In this case it is obvious that the Team doesn‘t actually perform as well as they should. Even though it takes time to get use to working like this, but it definitely worth it. But of course quality problems might occur not only due the Team performance, but:
- Product Owner is forcing on delivering features – not quality
- Contractual obligations or very big scope changes
- Importance of time to market
I agree that sometimes we face situations that we need to make extra work (add a feature, scope change, early release and so on) to please our customers and as the result it might affect quality.

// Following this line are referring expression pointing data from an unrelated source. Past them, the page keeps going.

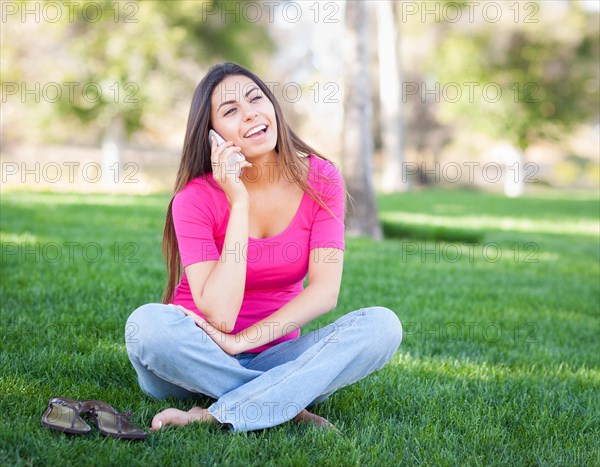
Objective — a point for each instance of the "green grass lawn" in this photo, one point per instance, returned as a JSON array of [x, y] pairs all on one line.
[[500, 363]]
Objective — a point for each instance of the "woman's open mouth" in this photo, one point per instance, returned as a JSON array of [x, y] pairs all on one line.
[[257, 132]]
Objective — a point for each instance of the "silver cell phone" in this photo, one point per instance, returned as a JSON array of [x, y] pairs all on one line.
[[235, 157]]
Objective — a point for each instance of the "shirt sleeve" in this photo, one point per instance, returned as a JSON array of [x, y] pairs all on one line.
[[327, 230], [194, 226]]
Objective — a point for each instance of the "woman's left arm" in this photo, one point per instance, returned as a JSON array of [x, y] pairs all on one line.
[[319, 297]]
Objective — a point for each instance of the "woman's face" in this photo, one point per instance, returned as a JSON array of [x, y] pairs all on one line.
[[242, 114]]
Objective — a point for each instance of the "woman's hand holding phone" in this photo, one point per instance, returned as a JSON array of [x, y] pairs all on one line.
[[227, 164]]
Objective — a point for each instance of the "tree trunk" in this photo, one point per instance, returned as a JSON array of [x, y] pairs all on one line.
[[113, 142], [357, 143], [394, 176]]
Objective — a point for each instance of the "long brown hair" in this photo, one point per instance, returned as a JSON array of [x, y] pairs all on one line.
[[195, 158]]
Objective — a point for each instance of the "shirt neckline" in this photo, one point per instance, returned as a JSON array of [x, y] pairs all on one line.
[[293, 221]]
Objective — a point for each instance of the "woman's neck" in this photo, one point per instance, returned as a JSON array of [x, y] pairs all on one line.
[[266, 171]]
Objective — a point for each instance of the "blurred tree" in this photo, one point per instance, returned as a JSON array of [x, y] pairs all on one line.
[[127, 62], [357, 144], [518, 83], [390, 98]]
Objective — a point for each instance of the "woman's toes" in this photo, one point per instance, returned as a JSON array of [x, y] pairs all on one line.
[[168, 417]]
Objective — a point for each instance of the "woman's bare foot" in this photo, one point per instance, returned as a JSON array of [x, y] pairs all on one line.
[[307, 417], [179, 417]]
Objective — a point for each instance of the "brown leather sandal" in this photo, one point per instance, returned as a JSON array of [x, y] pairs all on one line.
[[63, 415], [110, 422]]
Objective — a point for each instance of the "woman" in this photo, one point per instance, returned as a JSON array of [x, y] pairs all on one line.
[[246, 236]]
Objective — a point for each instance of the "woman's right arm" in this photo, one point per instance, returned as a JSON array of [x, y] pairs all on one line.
[[218, 286]]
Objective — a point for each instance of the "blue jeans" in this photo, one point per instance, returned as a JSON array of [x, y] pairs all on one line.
[[175, 358]]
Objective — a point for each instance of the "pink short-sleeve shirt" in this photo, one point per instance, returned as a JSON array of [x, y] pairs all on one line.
[[276, 266]]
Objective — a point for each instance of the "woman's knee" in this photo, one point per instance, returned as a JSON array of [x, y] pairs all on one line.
[[385, 327], [145, 324]]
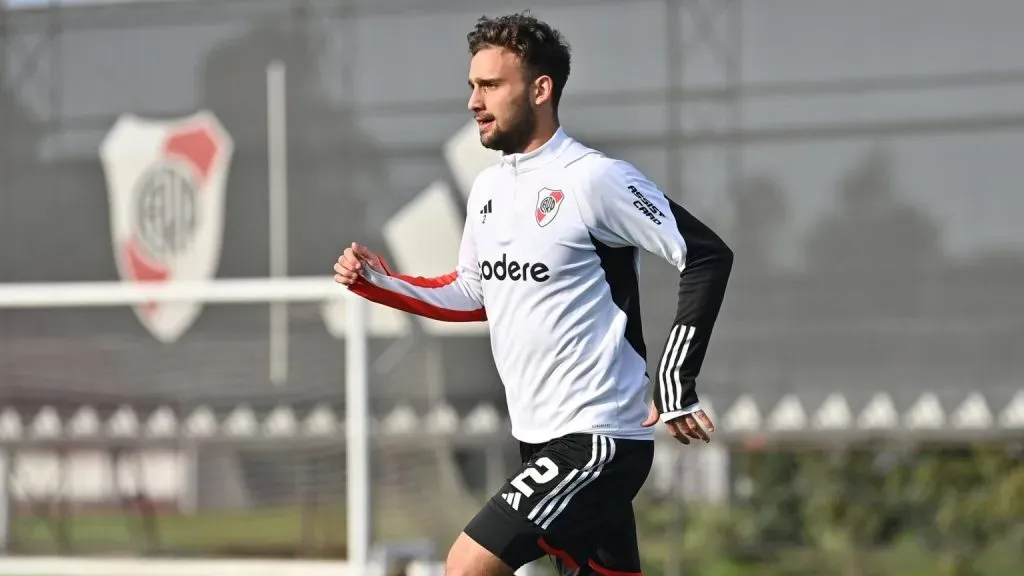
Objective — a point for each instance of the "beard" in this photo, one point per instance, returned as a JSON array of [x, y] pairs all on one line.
[[516, 132]]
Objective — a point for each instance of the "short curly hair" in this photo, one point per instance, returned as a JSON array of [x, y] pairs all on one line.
[[541, 48]]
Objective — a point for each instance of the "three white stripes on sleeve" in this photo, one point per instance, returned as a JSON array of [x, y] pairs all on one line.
[[554, 502], [672, 360]]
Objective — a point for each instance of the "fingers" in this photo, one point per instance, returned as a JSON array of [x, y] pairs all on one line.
[[689, 426], [346, 270], [360, 251], [677, 432]]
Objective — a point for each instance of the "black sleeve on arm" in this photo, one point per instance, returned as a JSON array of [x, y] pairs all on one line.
[[701, 290]]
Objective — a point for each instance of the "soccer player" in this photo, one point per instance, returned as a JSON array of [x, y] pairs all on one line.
[[549, 258]]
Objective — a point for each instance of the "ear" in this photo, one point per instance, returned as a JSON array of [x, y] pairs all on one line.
[[544, 88]]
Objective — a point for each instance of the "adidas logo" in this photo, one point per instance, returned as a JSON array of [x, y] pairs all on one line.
[[512, 498]]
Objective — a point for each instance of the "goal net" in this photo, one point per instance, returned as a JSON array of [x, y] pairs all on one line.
[[263, 429]]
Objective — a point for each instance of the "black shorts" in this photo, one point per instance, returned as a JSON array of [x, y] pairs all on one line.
[[571, 499]]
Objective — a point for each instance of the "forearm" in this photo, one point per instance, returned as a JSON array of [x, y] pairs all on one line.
[[701, 291]]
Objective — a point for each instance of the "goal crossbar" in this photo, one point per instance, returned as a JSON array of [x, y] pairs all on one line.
[[226, 291], [250, 290]]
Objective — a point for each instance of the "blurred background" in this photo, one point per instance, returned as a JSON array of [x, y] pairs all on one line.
[[862, 159]]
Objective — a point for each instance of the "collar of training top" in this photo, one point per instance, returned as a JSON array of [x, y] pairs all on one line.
[[540, 157]]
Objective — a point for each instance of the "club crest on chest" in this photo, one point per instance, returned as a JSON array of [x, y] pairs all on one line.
[[548, 202]]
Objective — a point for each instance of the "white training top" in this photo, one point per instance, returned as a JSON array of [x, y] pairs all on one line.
[[549, 258]]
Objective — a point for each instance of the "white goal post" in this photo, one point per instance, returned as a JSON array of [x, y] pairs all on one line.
[[241, 291]]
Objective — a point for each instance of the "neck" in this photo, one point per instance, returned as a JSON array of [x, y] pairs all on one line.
[[545, 130]]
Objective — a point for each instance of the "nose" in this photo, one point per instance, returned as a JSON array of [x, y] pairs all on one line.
[[475, 103]]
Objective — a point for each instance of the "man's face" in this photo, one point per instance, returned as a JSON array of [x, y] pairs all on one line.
[[501, 99]]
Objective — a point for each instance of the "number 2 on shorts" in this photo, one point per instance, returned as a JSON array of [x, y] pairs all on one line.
[[534, 474]]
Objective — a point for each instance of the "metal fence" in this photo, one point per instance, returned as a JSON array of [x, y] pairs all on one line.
[[860, 158]]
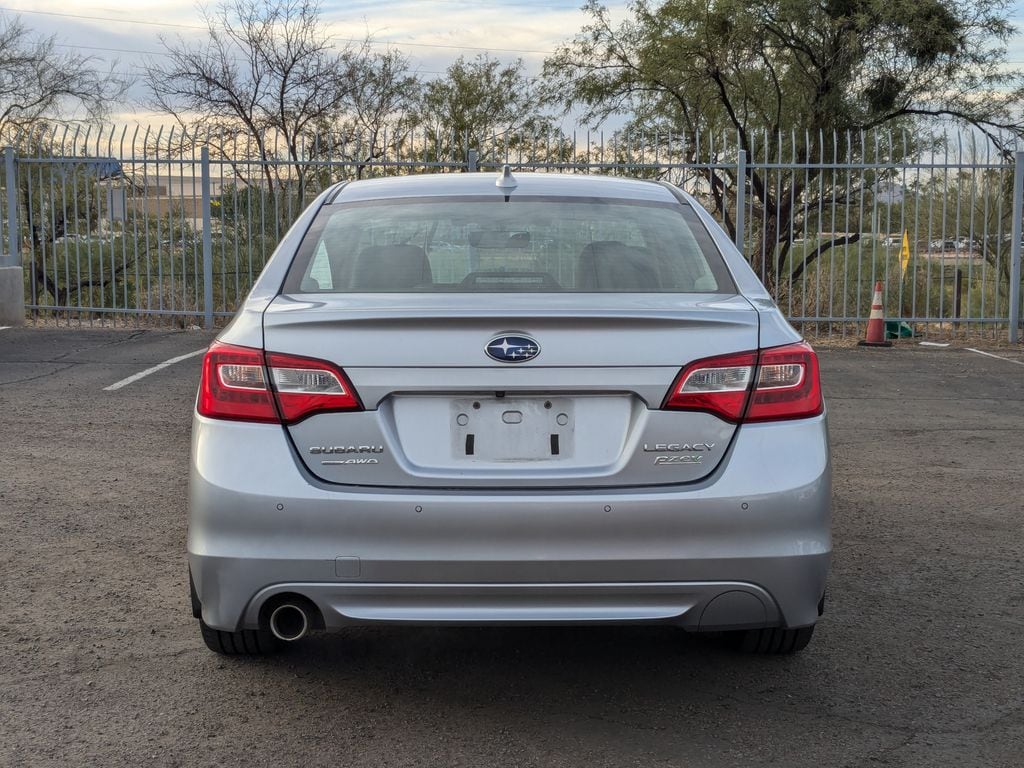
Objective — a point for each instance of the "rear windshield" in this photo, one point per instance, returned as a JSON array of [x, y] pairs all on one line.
[[531, 245]]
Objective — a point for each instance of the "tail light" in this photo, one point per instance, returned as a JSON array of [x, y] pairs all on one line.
[[245, 384], [770, 385]]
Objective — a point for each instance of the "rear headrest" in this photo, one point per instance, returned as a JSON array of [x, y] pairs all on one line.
[[390, 268], [611, 265]]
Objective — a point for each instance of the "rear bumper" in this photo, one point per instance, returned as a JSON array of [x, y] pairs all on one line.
[[749, 546]]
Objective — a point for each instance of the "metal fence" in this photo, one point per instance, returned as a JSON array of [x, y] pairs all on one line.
[[126, 224]]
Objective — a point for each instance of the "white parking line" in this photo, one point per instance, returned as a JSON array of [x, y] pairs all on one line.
[[155, 369], [998, 357]]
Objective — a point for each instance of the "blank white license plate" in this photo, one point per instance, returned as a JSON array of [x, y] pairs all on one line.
[[512, 429]]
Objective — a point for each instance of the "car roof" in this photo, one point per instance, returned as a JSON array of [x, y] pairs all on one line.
[[482, 184]]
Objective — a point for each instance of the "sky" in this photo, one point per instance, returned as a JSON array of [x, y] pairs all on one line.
[[431, 33]]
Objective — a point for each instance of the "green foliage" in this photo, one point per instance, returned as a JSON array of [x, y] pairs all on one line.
[[826, 72]]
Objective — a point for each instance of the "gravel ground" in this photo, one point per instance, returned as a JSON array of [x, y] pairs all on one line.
[[919, 660]]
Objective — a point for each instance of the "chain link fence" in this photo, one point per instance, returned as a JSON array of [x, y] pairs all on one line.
[[132, 224]]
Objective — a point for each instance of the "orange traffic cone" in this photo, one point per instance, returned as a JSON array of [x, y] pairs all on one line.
[[876, 323]]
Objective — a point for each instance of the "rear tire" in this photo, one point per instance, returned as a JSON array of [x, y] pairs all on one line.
[[243, 642], [772, 640]]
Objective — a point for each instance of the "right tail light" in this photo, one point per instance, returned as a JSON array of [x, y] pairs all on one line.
[[773, 384]]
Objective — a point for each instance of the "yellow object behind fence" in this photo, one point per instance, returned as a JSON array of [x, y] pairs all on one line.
[[904, 256]]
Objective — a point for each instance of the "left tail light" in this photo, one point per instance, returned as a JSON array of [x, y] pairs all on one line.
[[245, 384]]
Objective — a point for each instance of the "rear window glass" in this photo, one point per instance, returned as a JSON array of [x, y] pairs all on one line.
[[523, 245]]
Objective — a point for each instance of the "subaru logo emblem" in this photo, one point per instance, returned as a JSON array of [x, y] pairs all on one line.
[[512, 348]]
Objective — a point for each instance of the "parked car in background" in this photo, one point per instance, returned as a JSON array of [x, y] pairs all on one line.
[[616, 427]]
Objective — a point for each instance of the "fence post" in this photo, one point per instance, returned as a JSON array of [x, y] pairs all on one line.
[[13, 255], [1015, 249], [740, 199], [11, 274], [207, 243]]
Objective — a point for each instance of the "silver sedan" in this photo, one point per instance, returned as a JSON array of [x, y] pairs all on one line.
[[455, 399]]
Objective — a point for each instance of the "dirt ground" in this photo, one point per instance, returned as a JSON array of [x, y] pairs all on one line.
[[919, 660]]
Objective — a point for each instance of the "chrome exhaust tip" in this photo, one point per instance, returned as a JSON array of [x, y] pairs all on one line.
[[289, 622]]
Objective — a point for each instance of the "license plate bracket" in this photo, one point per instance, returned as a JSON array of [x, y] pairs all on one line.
[[512, 429]]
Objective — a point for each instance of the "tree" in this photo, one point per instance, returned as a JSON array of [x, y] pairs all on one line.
[[265, 71], [826, 70], [40, 83], [485, 105]]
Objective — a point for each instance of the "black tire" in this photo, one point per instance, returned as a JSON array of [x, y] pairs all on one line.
[[772, 641], [243, 642]]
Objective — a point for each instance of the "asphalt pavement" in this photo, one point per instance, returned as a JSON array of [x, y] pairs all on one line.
[[918, 662]]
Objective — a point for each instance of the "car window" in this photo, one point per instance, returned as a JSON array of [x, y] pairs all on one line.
[[525, 244]]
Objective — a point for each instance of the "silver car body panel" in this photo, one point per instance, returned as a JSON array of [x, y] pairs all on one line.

But there is one important thing to keep in mind – such situations must be exceptional. If it occurs very often the Team, Scum Master and Product Owner must have a very serious conversation to communicate following message – Software increments cannot be delivered successfully continuously sprint after sprint without proper focus on quality. And solutions must be found if you face problems mentioned above.
Pros for quality are very obvious:
- You will not be able to guarantee product stability overtime
- Introducing new features will take more time the longer you develop in a chaotic manner
- You will face a lot of code cross dependencies which leads to hard to change code
- Mysterious breaks will occur in your solution while developing something new
- You will need to introduce patches more often and etc.
So, the first thing you need to do is to reserve time for quality in each sprint (all stakeholders must be convinced that this is important) and grab this book to read – Clean Code: A Handbook of Agile Software Craftsmanship. This book helps to understand the importance of quality.
Code refactoring must become part of the development process and it shouldn‘t be very difficult when you have high code coverage by unit tests. If you don‘t have them, start implementing some good unit tests for critical parts of your product, to make sure those work as desired. Reaching this milestone allows you to start working on refactoring with less risk to break anything.
Write a test, refactor, verify your change by running all your tests and check in the changes. Repeat this cycle over and over and try to avoid a big refactoring spending all sprint (or several, which IMHO is even worse) on improving the code since it doesn‘t bring any value to a client – keep things small and obvious. Big refactorings should be treated as redesign and requires a bit different approach and additional focus – discussion with architects, infrastructure changes and etc. So it shouldn‘t be a part of everyday development.
Conclusion: Take refactoring into account when estimating your work.